Observatorium itu berupa bangunan enam lantai yang adalah bangunan tertinggi di Batavia, dengan puncak atap datarnya setinggi 30,5 meter dari permukaan tanah serta memiliki panjang 22,5 meter dan lebar 17,5 meter. Ongkos pembangunannya mencapai 200.000 gulden atau setara Rp 82 milyar (kurs Juni 2012), hampir dua kali lipat lebih mahal dibanding ongkos pembangunan istana Gubernur Jenderal VOC di Buitenzorg (kini istana Bogor). Kemegahannya menjadi buah bibir di Batavia, bahkan dalam dunia ilmiah internasional. Sehingga jalan penghubung observatorium dengan jalan raya Mollenvliet Barat (kini Jalan Gajah Mada) pun dinamakan torenlaan atau gang Torong dalam istilah lokal.
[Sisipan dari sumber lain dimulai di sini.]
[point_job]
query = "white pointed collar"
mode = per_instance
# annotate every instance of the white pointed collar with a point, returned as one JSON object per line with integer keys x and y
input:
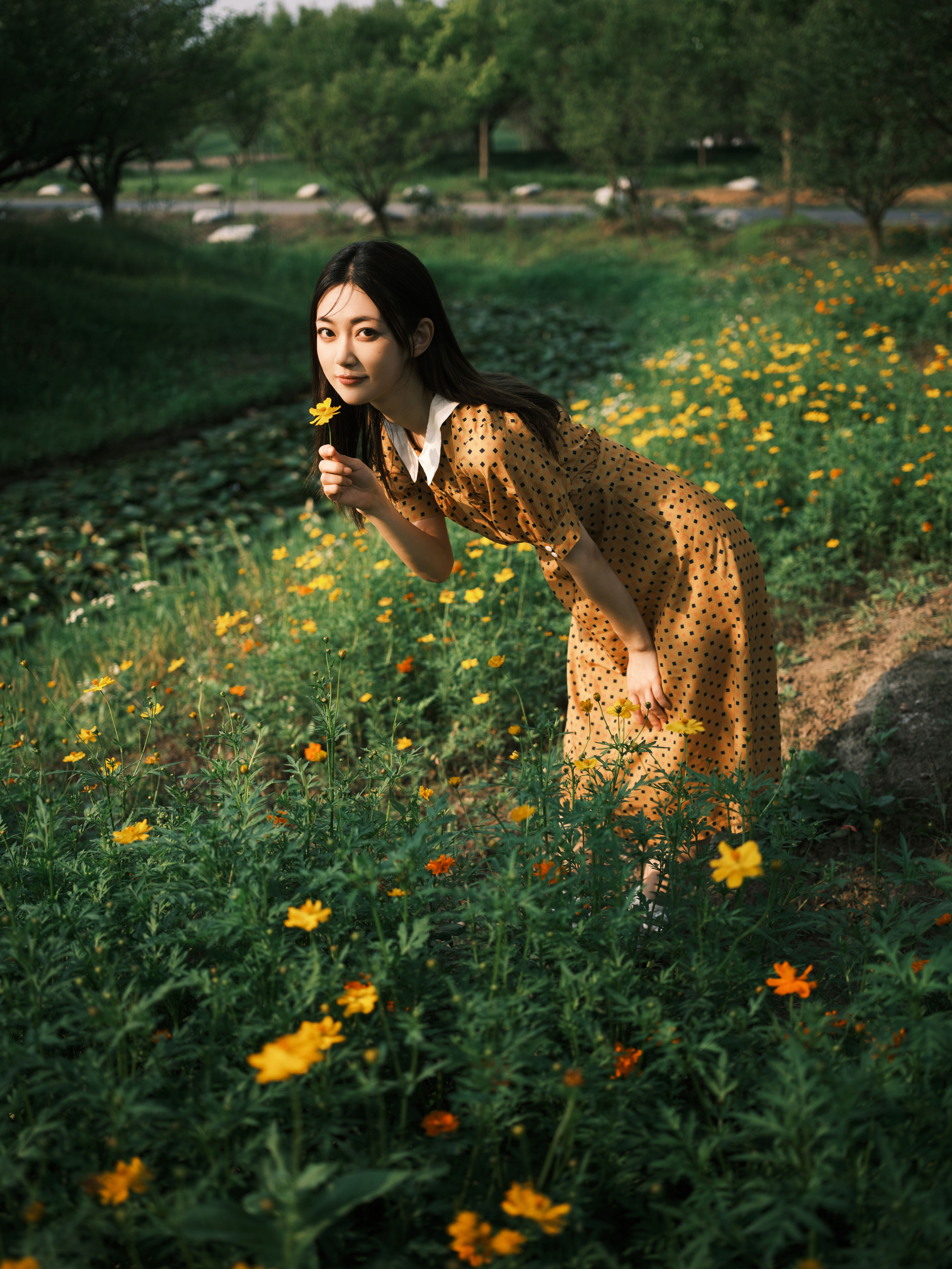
{"x": 428, "y": 459}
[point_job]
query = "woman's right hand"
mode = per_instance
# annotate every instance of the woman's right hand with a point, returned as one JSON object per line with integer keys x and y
{"x": 348, "y": 481}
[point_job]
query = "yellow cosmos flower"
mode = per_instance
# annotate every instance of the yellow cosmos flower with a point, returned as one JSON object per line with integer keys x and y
{"x": 737, "y": 864}
{"x": 685, "y": 726}
{"x": 525, "y": 1201}
{"x": 359, "y": 998}
{"x": 114, "y": 1188}
{"x": 298, "y": 1053}
{"x": 520, "y": 814}
{"x": 309, "y": 917}
{"x": 133, "y": 833}
{"x": 323, "y": 413}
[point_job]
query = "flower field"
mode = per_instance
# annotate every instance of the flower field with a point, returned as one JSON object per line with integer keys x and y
{"x": 313, "y": 952}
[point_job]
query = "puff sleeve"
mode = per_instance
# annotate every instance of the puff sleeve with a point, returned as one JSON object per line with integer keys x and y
{"x": 413, "y": 499}
{"x": 529, "y": 494}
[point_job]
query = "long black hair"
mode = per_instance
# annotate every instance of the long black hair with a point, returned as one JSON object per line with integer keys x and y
{"x": 404, "y": 292}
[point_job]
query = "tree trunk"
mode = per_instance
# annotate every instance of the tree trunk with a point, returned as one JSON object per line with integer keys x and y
{"x": 484, "y": 148}
{"x": 786, "y": 153}
{"x": 874, "y": 228}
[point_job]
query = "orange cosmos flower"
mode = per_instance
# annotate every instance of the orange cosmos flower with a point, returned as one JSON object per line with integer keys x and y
{"x": 625, "y": 1061}
{"x": 442, "y": 865}
{"x": 789, "y": 981}
{"x": 359, "y": 998}
{"x": 440, "y": 1122}
{"x": 115, "y": 1187}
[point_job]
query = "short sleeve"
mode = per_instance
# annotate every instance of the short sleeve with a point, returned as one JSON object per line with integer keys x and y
{"x": 413, "y": 499}
{"x": 527, "y": 489}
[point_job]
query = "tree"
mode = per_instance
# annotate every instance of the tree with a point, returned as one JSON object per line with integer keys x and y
{"x": 862, "y": 129}
{"x": 366, "y": 129}
{"x": 149, "y": 65}
{"x": 776, "y": 56}
{"x": 247, "y": 103}
{"x": 469, "y": 47}
{"x": 42, "y": 84}
{"x": 621, "y": 89}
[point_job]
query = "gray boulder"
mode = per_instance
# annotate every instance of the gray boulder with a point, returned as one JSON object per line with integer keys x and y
{"x": 901, "y": 737}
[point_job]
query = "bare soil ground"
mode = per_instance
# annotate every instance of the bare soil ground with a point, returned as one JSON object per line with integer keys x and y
{"x": 846, "y": 659}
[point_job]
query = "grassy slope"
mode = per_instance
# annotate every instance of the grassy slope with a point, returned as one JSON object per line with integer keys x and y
{"x": 114, "y": 334}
Observatorium Mohr dilengkapi dengan instrumen astronomi terbaik pada masanya. Di antaranya jam astronomik setinggi 180 cm dengan lebar 43 cm, sepasang globe berdiameter 60 cm, kuadran astronomik bergaris tengah 60 cm, instrumen equal-altitude (teodolit?) selebar 60 cm, mesin paralaktik, oktan laut sepanjang 76 cm, teleskop sepanjang 550 cm, pluviometer (pengukur curah hujan), anemometer dan kompas. Observatorium Mohr dibangun sejak 1765 dan berfungsi hingga sepuluh tahun kemudian. Selama masa itu dilakukan berbagai observasi langit dan sejumlah fenomena alam, diantaranya Jupiter dan satelit-satelitnya, transit Venus 4 Juni 1769, transit Merkurius 10 November 1769, curah hujan Batavia, dinamika angin dan deklinasi magnetik Batavia. Tiadanya dukungan VOC, terutama lewat Gubernur Jenderal van de Parra, membuat hanya laporan transit Venus dan Merkurius saja yang sempat terpublikasikan secara luas. Bagaimanapun, aktivitas Mohr menginspirasi terbentuknya Batavia Society of Arts and Sciences (Bataviaasch Genootschap van Kunsten en Wetenschappen) pada 1778.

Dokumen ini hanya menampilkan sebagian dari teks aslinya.